In this study, we found that miR-23a/b levels were consistently upregulated in gastric cancer tissues. Subsequently, we showed that miR-23a/b enhanced tumor growth in a gastric cancer xenograft mouse model. Furthermore, we identified potential target genes of miR-23a/b and found that miR-23a/b inhibit the apoptosis of gastric cancer cells by directly targeting an important tumor suppressor, programmed cell death 4 (PDCD4).
Results
miR-23a/b are upregulated in gastric cancer tissues
We first determined the expression patterns of miR-23a/b in human gastric cancer tissues. By measuring the expression levels of miR-23a/b in 10 pairs of gastric cancer tissues and normal adjacent tissues with quantitative RT-PCR, we found that miR-23a/b levels were consistently increased in gastric cancer tissues compared with non-cancerous tissues (Figure 1). Moreover, we downloaded the miRNA expression data from The Cancer Genome Atlas (TCGA) website and analyzed the expression profiles of miR-23a/b in 42 normal tissues and 476 gastric cancer tissues. The results indicated again that miR-23a/b were upregulated in gastric cancer tissues (Supplementary Figure 1).

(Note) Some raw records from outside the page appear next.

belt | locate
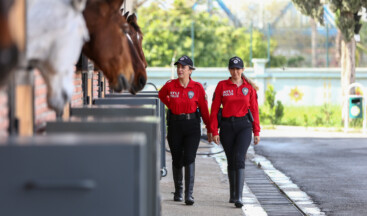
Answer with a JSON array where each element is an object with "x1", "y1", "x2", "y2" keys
[
  {"x1": 170, "y1": 112, "x2": 197, "y2": 121},
  {"x1": 221, "y1": 114, "x2": 247, "y2": 122}
]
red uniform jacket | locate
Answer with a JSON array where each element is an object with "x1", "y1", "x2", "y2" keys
[
  {"x1": 210, "y1": 78, "x2": 260, "y2": 136},
  {"x1": 158, "y1": 78, "x2": 210, "y2": 133}
]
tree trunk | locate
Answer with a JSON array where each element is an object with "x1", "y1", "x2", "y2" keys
[
  {"x1": 340, "y1": 38, "x2": 356, "y2": 119},
  {"x1": 335, "y1": 29, "x2": 342, "y2": 67},
  {"x1": 310, "y1": 19, "x2": 317, "y2": 67}
]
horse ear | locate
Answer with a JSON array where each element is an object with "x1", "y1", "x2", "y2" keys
[
  {"x1": 108, "y1": 0, "x2": 124, "y2": 10},
  {"x1": 124, "y1": 11, "x2": 129, "y2": 20},
  {"x1": 131, "y1": 13, "x2": 137, "y2": 22},
  {"x1": 127, "y1": 13, "x2": 136, "y2": 23}
]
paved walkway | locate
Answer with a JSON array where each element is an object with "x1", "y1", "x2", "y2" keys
[
  {"x1": 160, "y1": 138, "x2": 302, "y2": 216},
  {"x1": 160, "y1": 148, "x2": 244, "y2": 216}
]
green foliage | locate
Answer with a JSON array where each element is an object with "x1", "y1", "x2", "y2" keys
[
  {"x1": 292, "y1": 0, "x2": 324, "y2": 24},
  {"x1": 269, "y1": 55, "x2": 287, "y2": 67},
  {"x1": 292, "y1": 0, "x2": 367, "y2": 42},
  {"x1": 259, "y1": 85, "x2": 284, "y2": 125},
  {"x1": 137, "y1": 0, "x2": 276, "y2": 67},
  {"x1": 287, "y1": 56, "x2": 305, "y2": 67},
  {"x1": 272, "y1": 104, "x2": 344, "y2": 127}
]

Prediction of PDCD4 as a target gene of miR-23a/b
To explore the molecular mechanism by which miR-23a/b contributes to gastric cancer progression, three computational algorithms, TargetScan,18 PicTar19 and miRanda,20 were used in combination to search for potential targets of miR-23a/b. Among the candidates, PDCD4, a potent tumor suppressor gene that is frequently downregulated in human cancers,21, 22 was predicted to be a miR-23a/b target by all three of the algorithms and was selected for further experimental verification. The predicted interaction between miR-23a/b and the target site in the PDCD4 3′-UTR is illustrated in Figure 2a. The 3′-UTR of PDCD4 contains one conserved binding site for miR-23a/b. There was perfect base-pairing between the seed region (the seed sequence that encompasses the first 2–8 bases of the mature miRNA 5′ end) and the cognate target. The minimum free energy value of the hybrid was −22.1 kcal/mol, which is well within the range of genuine miRNA-target pairs.

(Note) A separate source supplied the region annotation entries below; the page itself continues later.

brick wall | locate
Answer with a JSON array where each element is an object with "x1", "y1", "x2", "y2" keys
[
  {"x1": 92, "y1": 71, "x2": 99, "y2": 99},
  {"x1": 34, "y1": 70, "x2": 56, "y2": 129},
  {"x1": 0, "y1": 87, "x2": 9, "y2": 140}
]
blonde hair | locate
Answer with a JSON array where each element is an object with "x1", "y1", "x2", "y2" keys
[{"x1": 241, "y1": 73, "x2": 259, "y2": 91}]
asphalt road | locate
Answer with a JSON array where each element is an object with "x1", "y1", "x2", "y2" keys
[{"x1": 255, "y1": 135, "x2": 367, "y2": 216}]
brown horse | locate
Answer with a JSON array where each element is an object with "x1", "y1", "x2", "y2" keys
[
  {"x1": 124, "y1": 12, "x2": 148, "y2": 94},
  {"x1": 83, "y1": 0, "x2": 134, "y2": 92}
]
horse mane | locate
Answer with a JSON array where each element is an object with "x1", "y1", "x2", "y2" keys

Detection of inverse correlations between miR-23a/b and PDCD4 protein levels in gastric cancer tissues
Since miRNAs are generally thought to have an opposite expression pattern to that of their targets,5 we next investigated whether miR-23a/b expression was inversely correlated with PDCD4 expression in gastric cancer tissues. We measured the expression pattern of PDCD4 in the same 10 pairs of gastric cancer tissues and normal adjacent tissues. PDCD4 protein levels were consistently reduced in gastric cancer tissues (Figures 2b and c). In contrast, PDCD4 mRNA levels did not significantly differ between the cancerous and non-cancerous tissues (Figure 2d), which is in accordance with a post-transcriptional mechanism that is involved in the regulation of PDCD4. Immunohistochemical staining of PDCD4 and Ki-67 in gastric cancer tissues and normal adjacent tissues also revealed the presence of higher proliferative activity (indicated by the staining intensity of Ki-67-positive cells) but lower PDCD4 levels (indicated by the staining intensity of PDCD4-positive cells) in the gastric cancer tissues (Figure 2e).
Validation of PDCD4 as a direct target of miR-23a/b
The correlation between miR-23a/b and PDCD4 was further examined by evaluating PDCD4 expression levels in two human gastric cancer cell lines, MKN-45 and AGS, after overexpression or knockdown of miR-23a/b. As anticipated, cellular miR-23a/b levels were significantly increased when MKN-45 and AGS cells were transfected with miR-23a/b mimics and were decreased when treated with miR-23a/b antisenses (Figure 3a). Consequently, the protein levels of PDCD4 were significantly reduced by the introduction of miR-23a/b mimics in MKN-45 and AGS cells, whereas miR-23a/b antisenses significantly increased the PDCD4 protein levels (Figures 3b and c). To determine the level at which miR-23a/b regulate PDCD4 expression, we repeated the above experiments and examined the expression of PDCD4 mRNA after transfection. Overexpression or knockdown of miR-23a/b did not affect the mRNA levels of PDCD4 (Figure 3d). These results demonstrated that miR-23a/b specifically regulate PDCD4 protein expression at the post-transcriptional level, which is the most common mechanism for animal miRNAs.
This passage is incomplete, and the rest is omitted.